Gordon even suggested in a recent TED talk that Internet network experts learn from these connected organisms.
The MaidSafe network is orchestrated like a giant ant colony. Irvine described in detail how each node, connected over a peer-to-peer network, can infer rules and actions based on the message it receives.
For example, a node may decide to store or communicate the data, assuming a persona similar to a soldier or cleaner ant, in response to the message. However, clearly, the analogy only goes so far: “MaidSafe nodes are like an ant colony, but the nodes are allowed to change their persona a million times per second.”
It is as if MaidSafe is composed of nimble, digital organisms.
‘Intellectual laziness’
When asked why experts have not followed a similar model, Irvine recounted how MaidSafe flies in the face of the way computer scientists are trained. Communicating the ideas behind the decentralized project has been difficult:
“Sometimes when someone says they’re an expert, I think ‘Oh, good god, you must not be’.”

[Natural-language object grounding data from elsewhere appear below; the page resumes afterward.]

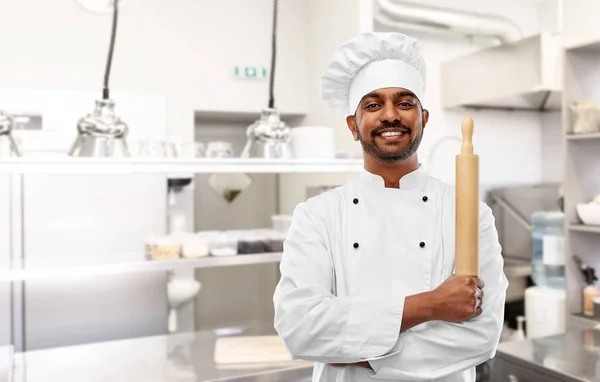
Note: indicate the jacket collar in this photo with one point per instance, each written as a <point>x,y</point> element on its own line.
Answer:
<point>415,180</point>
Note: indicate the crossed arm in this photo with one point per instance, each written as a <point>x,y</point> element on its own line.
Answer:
<point>318,326</point>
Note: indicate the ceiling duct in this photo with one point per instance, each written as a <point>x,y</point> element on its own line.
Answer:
<point>423,18</point>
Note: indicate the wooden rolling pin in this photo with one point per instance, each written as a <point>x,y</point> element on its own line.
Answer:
<point>467,205</point>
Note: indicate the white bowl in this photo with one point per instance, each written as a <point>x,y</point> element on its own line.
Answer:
<point>589,213</point>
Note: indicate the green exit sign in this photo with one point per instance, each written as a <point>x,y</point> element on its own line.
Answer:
<point>252,72</point>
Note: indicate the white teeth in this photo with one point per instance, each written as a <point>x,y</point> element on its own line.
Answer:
<point>391,133</point>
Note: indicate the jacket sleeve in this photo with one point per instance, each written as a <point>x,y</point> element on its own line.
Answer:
<point>443,348</point>
<point>313,322</point>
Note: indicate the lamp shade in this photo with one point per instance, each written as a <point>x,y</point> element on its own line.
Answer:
<point>101,133</point>
<point>8,147</point>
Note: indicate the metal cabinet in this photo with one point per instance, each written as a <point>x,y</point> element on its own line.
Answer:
<point>503,370</point>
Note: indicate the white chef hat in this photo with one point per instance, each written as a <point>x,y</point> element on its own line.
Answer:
<point>372,61</point>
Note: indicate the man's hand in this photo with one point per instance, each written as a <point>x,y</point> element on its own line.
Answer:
<point>364,364</point>
<point>458,298</point>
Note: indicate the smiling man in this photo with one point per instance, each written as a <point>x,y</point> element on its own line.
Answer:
<point>367,289</point>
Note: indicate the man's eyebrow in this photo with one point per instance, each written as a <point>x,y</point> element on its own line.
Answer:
<point>371,95</point>
<point>405,93</point>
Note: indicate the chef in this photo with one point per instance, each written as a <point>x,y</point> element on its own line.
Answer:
<point>367,290</point>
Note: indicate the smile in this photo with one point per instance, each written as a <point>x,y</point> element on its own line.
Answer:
<point>391,133</point>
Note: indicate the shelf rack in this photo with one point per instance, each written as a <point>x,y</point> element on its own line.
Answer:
<point>92,266</point>
<point>62,165</point>
<point>581,81</point>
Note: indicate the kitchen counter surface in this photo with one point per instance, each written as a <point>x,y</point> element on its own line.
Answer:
<point>172,358</point>
<point>571,357</point>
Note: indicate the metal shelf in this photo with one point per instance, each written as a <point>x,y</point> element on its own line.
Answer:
<point>584,228</point>
<point>577,137</point>
<point>161,358</point>
<point>68,165</point>
<point>85,266</point>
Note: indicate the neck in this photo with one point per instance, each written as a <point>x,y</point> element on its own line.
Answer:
<point>391,172</point>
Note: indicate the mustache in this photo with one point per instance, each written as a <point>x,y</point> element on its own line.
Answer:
<point>396,124</point>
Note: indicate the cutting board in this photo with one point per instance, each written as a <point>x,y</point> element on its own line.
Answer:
<point>250,349</point>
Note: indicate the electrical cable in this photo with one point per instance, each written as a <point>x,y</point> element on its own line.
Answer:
<point>273,54</point>
<point>105,91</point>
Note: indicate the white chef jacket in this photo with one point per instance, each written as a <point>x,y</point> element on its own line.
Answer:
<point>354,253</point>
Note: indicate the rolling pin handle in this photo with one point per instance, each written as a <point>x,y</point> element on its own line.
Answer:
<point>467,131</point>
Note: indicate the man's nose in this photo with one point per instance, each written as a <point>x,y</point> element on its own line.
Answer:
<point>389,113</point>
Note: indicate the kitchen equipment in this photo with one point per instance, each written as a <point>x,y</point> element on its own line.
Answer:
<point>224,244</point>
<point>219,149</point>
<point>180,291</point>
<point>519,334</point>
<point>8,147</point>
<point>467,204</point>
<point>275,241</point>
<point>102,133</point>
<point>544,311</point>
<point>252,242</point>
<point>229,186</point>
<point>164,248</point>
<point>281,223</point>
<point>268,137</point>
<point>250,349</point>
<point>312,142</point>
<point>585,117</point>
<point>590,291</point>
<point>548,260</point>
<point>589,213</point>
<point>196,246</point>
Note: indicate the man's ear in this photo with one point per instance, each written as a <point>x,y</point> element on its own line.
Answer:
<point>425,117</point>
<point>351,122</point>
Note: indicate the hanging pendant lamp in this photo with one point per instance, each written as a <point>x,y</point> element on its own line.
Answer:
<point>102,133</point>
<point>269,137</point>
<point>8,147</point>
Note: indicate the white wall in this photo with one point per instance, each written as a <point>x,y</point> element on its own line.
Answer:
<point>183,50</point>
<point>509,143</point>
<point>330,23</point>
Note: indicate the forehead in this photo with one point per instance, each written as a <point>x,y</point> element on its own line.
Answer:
<point>389,93</point>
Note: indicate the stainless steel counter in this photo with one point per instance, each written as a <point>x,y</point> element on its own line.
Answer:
<point>570,357</point>
<point>169,358</point>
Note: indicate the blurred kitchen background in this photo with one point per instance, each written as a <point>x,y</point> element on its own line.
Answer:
<point>188,78</point>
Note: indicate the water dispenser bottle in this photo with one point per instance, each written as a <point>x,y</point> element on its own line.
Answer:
<point>548,260</point>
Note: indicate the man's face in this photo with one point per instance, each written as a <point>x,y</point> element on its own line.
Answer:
<point>389,124</point>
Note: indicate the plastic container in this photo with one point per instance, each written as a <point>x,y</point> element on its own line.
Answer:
<point>166,248</point>
<point>223,244</point>
<point>548,260</point>
<point>281,223</point>
<point>274,241</point>
<point>252,242</point>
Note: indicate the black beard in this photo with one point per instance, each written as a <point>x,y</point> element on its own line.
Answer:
<point>399,155</point>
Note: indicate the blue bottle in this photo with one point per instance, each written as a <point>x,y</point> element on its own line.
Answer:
<point>548,260</point>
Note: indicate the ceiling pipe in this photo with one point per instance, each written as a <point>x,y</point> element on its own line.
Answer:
<point>405,15</point>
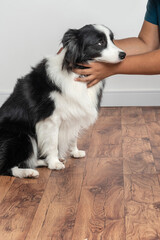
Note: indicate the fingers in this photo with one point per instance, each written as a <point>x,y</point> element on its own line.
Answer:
<point>85,79</point>
<point>92,83</point>
<point>82,71</point>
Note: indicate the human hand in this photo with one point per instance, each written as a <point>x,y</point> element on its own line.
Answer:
<point>95,72</point>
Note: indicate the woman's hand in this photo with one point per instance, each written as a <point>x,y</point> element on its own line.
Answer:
<point>95,72</point>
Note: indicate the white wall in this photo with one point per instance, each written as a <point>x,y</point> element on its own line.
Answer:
<point>31,29</point>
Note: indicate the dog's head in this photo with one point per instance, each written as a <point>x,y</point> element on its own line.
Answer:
<point>90,43</point>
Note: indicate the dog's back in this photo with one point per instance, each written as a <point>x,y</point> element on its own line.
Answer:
<point>48,109</point>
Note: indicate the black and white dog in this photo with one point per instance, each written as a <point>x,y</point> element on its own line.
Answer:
<point>48,108</point>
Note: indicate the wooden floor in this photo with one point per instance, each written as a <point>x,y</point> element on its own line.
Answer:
<point>112,194</point>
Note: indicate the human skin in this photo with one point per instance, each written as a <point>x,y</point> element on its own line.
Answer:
<point>143,57</point>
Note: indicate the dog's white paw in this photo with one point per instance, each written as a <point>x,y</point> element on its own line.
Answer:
<point>78,154</point>
<point>57,165</point>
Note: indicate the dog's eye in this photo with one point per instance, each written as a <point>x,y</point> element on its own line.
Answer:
<point>101,43</point>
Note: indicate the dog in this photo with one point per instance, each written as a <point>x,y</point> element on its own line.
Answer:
<point>48,108</point>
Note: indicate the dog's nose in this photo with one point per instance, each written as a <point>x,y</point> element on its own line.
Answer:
<point>122,55</point>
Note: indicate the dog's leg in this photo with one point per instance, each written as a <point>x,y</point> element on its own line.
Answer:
<point>75,152</point>
<point>47,136</point>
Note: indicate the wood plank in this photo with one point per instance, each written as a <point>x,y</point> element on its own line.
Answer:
<point>56,214</point>
<point>154,133</point>
<point>100,212</point>
<point>132,115</point>
<point>105,150</point>
<point>156,155</point>
<point>19,206</point>
<point>149,114</point>
<point>111,134</point>
<point>142,196</point>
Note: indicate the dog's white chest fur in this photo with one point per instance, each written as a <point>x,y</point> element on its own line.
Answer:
<point>76,102</point>
<point>75,110</point>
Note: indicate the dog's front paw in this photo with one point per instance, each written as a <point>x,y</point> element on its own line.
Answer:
<point>57,165</point>
<point>78,154</point>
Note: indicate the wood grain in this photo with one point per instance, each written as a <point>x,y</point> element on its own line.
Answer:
<point>111,194</point>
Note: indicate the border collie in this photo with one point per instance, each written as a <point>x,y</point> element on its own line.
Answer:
<point>48,108</point>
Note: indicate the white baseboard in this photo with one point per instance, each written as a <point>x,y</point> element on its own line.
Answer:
<point>119,98</point>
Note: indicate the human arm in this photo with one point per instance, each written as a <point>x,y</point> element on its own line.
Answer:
<point>136,49</point>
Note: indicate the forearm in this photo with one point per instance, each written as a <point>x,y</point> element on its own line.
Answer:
<point>132,46</point>
<point>146,64</point>
<point>147,40</point>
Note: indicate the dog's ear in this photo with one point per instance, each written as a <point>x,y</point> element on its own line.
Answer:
<point>70,42</point>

Ant colonies have been a more effective tool for communicating MaidSafe’s decentralized structure to both the skeptical and the uninitiated.
Building the project has been “inordinately difficult”, but nature shows these systems are possible, Irvine said. Dismissing the task as too hard is “rubbish”:
“That, to me, is where we suffer these days from ‘There’s an app for that’ mentality or ‘I read all of these newspapers, but only read headlines’. The ability to go into detail seems to be getting lost.”
Success is a matter of taking “the Edison route” and crossing off the 10,000 ways that don’t work, before reaching the one that does, he added.
What would aliens think?
Irvine suggested that people thinking about the Internet should adopt the point of view of an intelligent being from another planet – who is disconnected from earth and could deliver a fairer judgment.
The alien might perceive the prevailing benefits: the borderless flow of the Internet and the network’s ability to “seek some of the intelligence out of their brains,” Irvine said. But, uninhibited and unbiased, an external intelligent being would pick up on the malicious aspects. It might ponder:
“What are these third parties in the middle? What’s this Google thing or this Yahoo thing? Some of these people are actually being prevented from looking at some of this information. Then it doesn’t look like a move forward. This is not evolution because these people are losing the ability to be creative.”
After discovering these flaws, “this intelligent being from outer space would probably just be very depressed”, he added.
When considering the world from afar, with nature, neurons and ants all considered, for Irvine, decentralization forms a point of view and also a catalyst for change.